Although as I see it only has a 1/2.3" sensor.

Personally I'm not a fan of these extreme zooms. My view is that the more you zoom the more the image shakes, which doesn't matter if shooting with a tripod, but if shooting handheld then such zoom is only conditionally usable, plus the aperture closes a lot. In other words 24x zoom on a compact without tripod only works when the sun is shining nasmeh
Also with big zoom you often have limitations in the atmosphere itself because it's often hazy etc. And people often buy big zooms and then zoom instead of taking a few steps closer to the subject. Pictures (portraits) are much more natural if shot at focal length around 50mm - such perspective as you'd actually see with your own eye.

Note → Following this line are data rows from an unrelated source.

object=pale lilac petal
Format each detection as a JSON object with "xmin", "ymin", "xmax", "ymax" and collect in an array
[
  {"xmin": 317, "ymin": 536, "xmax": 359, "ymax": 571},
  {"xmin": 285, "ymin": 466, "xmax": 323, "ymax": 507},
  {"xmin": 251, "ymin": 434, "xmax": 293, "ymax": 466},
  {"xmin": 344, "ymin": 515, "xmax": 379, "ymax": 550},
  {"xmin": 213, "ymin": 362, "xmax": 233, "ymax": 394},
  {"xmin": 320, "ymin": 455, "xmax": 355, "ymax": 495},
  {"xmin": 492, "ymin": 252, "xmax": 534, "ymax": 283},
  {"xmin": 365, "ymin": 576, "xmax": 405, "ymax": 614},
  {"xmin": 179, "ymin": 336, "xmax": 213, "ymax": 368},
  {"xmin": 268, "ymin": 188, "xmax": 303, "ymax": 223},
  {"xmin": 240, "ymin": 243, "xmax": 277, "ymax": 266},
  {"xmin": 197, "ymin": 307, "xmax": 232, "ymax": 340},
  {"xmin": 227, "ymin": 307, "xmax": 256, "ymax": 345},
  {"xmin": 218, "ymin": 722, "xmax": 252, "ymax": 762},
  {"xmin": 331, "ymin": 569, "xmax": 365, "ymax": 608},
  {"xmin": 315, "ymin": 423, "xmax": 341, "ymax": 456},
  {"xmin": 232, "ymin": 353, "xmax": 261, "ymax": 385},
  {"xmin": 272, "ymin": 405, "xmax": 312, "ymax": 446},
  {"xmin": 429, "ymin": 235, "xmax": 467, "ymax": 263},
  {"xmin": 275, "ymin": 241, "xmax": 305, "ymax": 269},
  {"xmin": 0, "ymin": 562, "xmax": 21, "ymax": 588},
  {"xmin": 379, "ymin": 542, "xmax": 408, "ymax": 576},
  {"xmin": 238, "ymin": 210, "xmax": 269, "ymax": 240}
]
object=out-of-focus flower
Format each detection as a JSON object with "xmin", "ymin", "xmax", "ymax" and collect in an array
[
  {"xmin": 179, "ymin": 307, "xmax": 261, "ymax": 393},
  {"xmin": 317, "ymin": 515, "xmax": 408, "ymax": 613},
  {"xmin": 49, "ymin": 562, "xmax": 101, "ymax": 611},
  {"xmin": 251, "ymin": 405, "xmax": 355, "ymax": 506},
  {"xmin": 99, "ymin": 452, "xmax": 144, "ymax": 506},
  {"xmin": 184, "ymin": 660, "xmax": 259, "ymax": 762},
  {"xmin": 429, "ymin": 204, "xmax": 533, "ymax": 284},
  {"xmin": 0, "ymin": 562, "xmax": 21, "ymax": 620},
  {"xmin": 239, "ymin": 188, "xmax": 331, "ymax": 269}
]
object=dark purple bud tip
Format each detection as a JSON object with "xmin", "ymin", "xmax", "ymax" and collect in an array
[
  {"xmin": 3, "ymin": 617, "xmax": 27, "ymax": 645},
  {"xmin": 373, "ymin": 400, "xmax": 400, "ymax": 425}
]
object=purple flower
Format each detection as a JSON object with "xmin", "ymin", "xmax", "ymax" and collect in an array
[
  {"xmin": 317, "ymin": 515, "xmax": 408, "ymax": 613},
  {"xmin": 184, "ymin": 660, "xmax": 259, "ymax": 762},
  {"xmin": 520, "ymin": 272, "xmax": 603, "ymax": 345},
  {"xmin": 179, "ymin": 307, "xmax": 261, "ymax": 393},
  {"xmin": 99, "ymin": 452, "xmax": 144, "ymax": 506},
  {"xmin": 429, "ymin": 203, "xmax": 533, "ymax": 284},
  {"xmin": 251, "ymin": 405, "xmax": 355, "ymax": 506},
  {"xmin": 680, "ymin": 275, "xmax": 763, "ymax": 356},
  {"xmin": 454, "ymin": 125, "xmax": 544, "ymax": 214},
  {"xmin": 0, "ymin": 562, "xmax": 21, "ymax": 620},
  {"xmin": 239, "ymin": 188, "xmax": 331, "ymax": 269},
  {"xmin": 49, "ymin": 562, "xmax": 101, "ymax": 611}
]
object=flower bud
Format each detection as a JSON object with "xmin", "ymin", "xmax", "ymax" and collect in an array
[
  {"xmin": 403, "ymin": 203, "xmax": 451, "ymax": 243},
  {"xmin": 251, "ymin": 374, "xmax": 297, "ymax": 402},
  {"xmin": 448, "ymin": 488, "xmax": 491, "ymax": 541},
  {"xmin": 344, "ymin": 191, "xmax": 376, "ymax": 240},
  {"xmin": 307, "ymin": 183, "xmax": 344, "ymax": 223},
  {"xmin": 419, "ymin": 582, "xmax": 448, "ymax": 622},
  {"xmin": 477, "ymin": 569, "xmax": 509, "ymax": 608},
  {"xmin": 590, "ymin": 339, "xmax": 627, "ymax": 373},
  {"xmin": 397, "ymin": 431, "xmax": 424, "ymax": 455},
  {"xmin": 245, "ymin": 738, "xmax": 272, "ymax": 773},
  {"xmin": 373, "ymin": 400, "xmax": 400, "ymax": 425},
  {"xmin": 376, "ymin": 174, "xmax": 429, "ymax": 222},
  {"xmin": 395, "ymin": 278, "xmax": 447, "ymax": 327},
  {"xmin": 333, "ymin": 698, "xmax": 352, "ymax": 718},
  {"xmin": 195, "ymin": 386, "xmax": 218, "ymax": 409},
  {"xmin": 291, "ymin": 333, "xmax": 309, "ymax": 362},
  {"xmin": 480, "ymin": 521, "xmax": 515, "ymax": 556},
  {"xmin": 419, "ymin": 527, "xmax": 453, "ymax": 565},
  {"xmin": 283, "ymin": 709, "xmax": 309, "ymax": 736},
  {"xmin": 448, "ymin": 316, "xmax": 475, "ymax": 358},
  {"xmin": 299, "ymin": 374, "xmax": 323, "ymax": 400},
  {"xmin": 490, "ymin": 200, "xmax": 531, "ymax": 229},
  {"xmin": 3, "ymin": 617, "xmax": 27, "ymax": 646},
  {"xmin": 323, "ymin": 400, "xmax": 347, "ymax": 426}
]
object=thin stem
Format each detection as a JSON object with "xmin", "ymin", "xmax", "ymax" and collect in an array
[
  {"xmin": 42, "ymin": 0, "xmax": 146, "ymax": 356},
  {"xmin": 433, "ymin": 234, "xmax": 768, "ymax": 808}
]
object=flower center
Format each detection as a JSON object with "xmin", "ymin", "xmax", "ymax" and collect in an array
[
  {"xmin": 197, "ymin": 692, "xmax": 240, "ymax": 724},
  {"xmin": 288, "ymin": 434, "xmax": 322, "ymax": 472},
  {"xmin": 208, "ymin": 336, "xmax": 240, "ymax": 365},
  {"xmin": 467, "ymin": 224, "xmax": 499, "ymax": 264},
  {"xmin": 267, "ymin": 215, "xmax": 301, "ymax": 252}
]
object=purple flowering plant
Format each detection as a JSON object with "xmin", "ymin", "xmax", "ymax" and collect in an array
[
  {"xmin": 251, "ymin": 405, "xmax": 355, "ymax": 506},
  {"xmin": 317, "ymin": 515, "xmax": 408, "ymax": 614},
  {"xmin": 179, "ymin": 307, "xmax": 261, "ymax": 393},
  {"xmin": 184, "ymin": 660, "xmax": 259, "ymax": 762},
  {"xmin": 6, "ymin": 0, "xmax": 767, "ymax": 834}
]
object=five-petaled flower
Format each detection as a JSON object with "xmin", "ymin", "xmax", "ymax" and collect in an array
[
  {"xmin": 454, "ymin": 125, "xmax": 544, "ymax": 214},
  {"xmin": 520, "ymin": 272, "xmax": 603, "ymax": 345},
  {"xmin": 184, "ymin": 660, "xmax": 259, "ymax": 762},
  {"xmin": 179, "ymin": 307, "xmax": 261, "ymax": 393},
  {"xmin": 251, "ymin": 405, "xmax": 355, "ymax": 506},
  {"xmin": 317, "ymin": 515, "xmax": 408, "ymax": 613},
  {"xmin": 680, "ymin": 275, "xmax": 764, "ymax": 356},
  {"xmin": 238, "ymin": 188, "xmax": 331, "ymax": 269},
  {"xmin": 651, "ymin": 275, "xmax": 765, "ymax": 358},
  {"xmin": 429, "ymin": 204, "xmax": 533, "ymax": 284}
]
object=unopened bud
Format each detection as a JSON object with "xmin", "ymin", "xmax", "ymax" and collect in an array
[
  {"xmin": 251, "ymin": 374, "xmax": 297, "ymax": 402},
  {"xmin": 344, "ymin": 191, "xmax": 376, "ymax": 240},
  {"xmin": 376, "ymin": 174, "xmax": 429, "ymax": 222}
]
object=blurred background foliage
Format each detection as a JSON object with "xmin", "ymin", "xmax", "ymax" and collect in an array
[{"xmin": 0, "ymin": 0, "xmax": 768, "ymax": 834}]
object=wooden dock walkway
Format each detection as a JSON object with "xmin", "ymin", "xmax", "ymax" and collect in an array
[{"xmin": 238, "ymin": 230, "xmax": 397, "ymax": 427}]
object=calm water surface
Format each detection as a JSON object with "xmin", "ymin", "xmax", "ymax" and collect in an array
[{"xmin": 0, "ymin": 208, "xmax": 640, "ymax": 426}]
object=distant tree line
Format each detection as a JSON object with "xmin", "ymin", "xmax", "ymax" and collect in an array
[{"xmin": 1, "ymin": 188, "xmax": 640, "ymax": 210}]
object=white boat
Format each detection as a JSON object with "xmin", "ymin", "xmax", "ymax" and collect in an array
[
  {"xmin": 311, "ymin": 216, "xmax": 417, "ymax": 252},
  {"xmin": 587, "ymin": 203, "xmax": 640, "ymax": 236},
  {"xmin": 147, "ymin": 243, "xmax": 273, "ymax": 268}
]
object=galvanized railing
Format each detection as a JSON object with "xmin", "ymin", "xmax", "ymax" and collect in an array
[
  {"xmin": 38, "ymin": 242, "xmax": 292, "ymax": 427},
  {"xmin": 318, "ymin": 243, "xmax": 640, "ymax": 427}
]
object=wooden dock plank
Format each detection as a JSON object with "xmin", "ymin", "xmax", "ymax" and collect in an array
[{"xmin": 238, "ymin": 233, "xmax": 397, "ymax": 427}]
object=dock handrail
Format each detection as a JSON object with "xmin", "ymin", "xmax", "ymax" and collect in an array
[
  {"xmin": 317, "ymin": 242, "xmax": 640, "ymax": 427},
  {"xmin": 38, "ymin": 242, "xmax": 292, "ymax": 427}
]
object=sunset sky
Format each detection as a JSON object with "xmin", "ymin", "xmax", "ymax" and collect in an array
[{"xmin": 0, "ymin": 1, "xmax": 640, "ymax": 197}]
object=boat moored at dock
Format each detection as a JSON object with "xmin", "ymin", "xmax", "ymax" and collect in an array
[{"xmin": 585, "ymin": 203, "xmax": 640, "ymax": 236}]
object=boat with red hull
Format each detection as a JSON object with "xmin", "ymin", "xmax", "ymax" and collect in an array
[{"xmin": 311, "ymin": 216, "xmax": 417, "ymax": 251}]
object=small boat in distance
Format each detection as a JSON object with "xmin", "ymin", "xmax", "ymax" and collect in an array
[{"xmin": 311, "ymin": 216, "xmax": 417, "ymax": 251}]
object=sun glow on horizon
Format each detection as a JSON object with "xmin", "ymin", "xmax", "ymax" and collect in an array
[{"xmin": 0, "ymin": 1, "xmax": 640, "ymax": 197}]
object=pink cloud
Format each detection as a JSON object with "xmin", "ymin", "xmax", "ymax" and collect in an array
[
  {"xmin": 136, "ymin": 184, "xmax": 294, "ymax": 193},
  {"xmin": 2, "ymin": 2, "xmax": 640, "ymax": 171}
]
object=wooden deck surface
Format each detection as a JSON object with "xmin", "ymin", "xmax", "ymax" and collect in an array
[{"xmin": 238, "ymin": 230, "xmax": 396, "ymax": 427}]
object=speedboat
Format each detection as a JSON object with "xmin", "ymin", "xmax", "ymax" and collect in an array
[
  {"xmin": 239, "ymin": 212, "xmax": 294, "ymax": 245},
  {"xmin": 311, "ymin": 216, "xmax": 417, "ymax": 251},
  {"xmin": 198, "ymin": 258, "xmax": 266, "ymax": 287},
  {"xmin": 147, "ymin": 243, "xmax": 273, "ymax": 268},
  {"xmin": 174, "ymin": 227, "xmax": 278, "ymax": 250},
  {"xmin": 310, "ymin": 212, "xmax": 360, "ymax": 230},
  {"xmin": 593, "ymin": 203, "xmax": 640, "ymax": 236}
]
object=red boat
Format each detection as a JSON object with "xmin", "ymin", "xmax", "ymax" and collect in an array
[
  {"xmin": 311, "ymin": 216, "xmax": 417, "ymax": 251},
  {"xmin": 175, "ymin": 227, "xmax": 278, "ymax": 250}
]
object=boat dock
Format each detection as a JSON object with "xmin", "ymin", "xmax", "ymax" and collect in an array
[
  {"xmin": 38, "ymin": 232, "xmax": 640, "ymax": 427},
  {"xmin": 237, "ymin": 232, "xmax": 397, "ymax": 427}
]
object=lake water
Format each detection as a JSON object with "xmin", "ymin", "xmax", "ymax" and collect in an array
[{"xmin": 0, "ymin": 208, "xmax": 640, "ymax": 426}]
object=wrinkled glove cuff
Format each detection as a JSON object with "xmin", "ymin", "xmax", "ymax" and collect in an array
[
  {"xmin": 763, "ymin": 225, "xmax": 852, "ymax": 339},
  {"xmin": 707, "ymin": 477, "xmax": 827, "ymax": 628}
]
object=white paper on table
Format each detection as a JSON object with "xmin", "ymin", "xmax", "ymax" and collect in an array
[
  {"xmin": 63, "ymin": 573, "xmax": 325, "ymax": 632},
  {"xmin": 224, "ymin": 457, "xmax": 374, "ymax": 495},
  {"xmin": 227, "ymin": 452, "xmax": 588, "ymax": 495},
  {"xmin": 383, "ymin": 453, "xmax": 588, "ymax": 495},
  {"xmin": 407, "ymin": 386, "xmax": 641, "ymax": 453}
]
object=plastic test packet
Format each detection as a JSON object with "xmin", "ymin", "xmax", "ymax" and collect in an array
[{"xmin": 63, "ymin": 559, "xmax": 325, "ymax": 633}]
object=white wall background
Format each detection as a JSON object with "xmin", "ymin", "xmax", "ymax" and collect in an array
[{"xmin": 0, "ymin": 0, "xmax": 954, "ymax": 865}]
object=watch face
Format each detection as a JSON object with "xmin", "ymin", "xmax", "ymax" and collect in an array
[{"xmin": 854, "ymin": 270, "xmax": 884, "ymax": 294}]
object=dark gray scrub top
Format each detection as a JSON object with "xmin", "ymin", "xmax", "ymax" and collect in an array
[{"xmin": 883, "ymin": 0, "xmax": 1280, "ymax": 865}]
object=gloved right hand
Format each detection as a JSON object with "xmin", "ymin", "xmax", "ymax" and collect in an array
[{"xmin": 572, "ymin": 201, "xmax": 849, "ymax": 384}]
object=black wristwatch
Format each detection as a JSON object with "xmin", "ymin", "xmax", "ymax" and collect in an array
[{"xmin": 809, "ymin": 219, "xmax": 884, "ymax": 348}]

Just food for thought. If you're photographing eagles on a tree on the neighboring hill on sunny days, 24x zoom will definitely come in handy.
jumii6. 03. 2013 13:25:07
@Daam even the small Canon s100/110 has a sensor of that size 1/1.7".

Anyway, check dpreview.com, especially those products that got gold or silver award. Even if the review is a year or two old it's fine. No difference in image quality. Better look at user feedback, because manufacturers in eternal battle to make products cheaper get stingy and make features instead of responsiveness and usability. And then under pressure "buy the newest" you end up with 3 mp more, 1 cm bigger screen and slower camera :/. The only new feature I'd personally want is WiFi image transfer.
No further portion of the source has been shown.